Estão cá. De máscara, mas sem vergonha na cara. Acabou o pretenso excecionalismo português, a extrema-direita está activa, presente e com tochas na mão no nosso país. Já não é só um nicho de fóruns obscuros da internet, a extrema-direita já ganhou lugar marcado no carrossel mediático e terá de ser combatida em várias frentes, uma delas a da informação. Pelo menos da minha parte, que não sei andar à porrada.

A informação agride a extrema-direita com bofetadas. A base ideológica dos seus partidários é fundada em flagrantes mentiras, argumentos bolorentos há muito desmontados e fora do prazo, uma mundividência desfasada da realidade, acrítica, alimentada em fóruns, canais de YouTube, bolhas de Twitter e memes feitos por gente que mal domina o Paint na ótica do utilizador. A imprensa livre tem de reportar essas mentiras, identificá-las, desmontá-las, impedindo que não haja contraditório àquilo que o teu tio do Chega envia para o Whatsapp de família.
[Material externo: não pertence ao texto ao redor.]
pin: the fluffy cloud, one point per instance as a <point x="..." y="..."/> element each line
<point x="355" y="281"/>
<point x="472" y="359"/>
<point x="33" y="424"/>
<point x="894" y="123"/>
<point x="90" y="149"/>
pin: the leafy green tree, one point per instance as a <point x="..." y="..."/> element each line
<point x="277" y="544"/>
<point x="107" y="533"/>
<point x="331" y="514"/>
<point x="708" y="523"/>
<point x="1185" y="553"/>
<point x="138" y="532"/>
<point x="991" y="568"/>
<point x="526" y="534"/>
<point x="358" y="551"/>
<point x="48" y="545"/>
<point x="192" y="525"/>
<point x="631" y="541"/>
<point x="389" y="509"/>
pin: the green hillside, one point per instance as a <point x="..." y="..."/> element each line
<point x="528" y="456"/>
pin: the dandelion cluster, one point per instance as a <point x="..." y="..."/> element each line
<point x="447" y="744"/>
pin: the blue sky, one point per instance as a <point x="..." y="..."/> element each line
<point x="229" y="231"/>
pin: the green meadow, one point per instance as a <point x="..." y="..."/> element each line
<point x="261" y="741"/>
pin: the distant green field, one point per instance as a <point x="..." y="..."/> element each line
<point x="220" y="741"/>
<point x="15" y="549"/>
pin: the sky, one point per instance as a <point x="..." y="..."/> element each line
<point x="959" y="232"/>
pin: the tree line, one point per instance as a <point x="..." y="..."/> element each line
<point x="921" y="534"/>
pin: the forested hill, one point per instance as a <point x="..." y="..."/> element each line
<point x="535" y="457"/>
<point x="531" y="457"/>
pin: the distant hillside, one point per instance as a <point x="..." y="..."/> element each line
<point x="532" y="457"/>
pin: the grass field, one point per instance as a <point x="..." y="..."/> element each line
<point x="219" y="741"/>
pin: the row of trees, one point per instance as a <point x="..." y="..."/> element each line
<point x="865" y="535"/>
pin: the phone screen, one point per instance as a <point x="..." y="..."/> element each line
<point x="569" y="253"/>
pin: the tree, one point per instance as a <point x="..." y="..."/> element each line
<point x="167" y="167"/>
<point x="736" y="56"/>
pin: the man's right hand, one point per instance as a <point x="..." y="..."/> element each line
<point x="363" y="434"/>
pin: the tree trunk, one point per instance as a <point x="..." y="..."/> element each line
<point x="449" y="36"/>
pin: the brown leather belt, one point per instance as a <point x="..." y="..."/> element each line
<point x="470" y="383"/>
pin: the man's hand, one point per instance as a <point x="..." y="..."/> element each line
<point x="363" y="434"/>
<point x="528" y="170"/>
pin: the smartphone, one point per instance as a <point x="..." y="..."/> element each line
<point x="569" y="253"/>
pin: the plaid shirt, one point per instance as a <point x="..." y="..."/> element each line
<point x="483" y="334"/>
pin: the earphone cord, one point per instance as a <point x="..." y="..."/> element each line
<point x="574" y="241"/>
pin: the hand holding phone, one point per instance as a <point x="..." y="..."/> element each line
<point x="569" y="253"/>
Li, no Twitter, algumas críticas ao “Público” motivadas pelo facto do artigo sobre a demonstração de “nacionalistas” à frente da sede do SOS Racismo estar trancado por uma paywall. O argumento era o de que, num assunto de evidente interesse público, tentar “lucrar” com a situação era imoral. Ora, a situação do financiamento dos jornais é muito complexa, mas não me parece que haja muitos jornais que deem lucro. O Público é detido pela Sonae, que dificilmente lucra mais com as crónicas do Francisco Assis do que com as ervilhas congeladas do Continente Bom Dia. Eu não sou contabilista da Sonae, mas, dentro de empresas do mesmo grupo, o Público deve ter receitas diárias inferiores ao piso -2 do parque de estacionamento do Colombo.

A sustentabilidade financeira e a importância dos jornais para a democracia são inversamente proporcionais. As assinaturas, que derrubam as irritantes paywalls, não são, em grande parte dos casos, fontes de lucro e de opulência para um magnata da imprensa que agora poderá comprar um novo convés para o seu iate porque o leitor aceitou pagar nove euros por três meses de informação. As assinaturas são bombas de asma para os meios de comunicação social, muitos perto do sufoco, assegurarem não só os empregos de jornalistas como a existência de uma imprensa livre, logo de uma democracia.

Algumas publicações suspenderam as paywalls durante os primeiros meses da pandemia em artigos relacionados com o assunto, mas extrapolar esse compromisso temporário para todos os artigos que possam ser considerados de interesse público é condenar os jornais a fechar. Se o artigo de determinado jornal é de interesse público, isso é uma razão para assiná-lo e não para censurar a tentativa do jornal de captar assinaturas. Ou seja, a imagem do jornal não pode sair prejudicada por ter feito um bom trabalho e querer que este seja pago, para que possa continuar a reportar sobre temas dessa importância. É a mesma coisa do que chegar a um restaurante e dizer “olhe, desculpe, aqui as imperiais aceito pagar, porque só fazem é mal, mas agora o robalinho de mar escalado é tão nutritivo para mim que acho um escândalo que mo queira cobrar”.

Se um jornal de referência não tiver receitas, o proprietário do jornal terá de gastar mais dinheiro para que ele não vá à falência. E isso pode vir com um preço. Um jornal com dificuldades gritantes de liquidez está sempre mais sujeito a pressões do que um jornal financiado pelos seus leitores. Claro que há quem não tenha dinheiro para uma assinatura, apesar de custar menos do que um café por dia (um café da tasca, não daqueles que o António Rolo Duarte nos cravou). Não censuro quem arranje um PDF de um jornal que não consegue pagar, tal como não censuro quem roube porque está com fome e não tem dinheiro para comer. Os apoios do Estado aos órgãos de comunicação social são um terreno minado, mas apoios do Estado aos leitores, especialmente aos mais jovens e os desfavorecidos, podem ser uma hipótese de recurso, se forem transparentes e altamente escrutinados. É fulcral que a informação seja acessível. Mas é importante que nos foquemos em fazer parte da solução para a sobrevivência da imprensa livre, percebendo a sua importância e que os jornais custam dinheiro. De pouco valerão os artigos de interesse público sem interesse do público.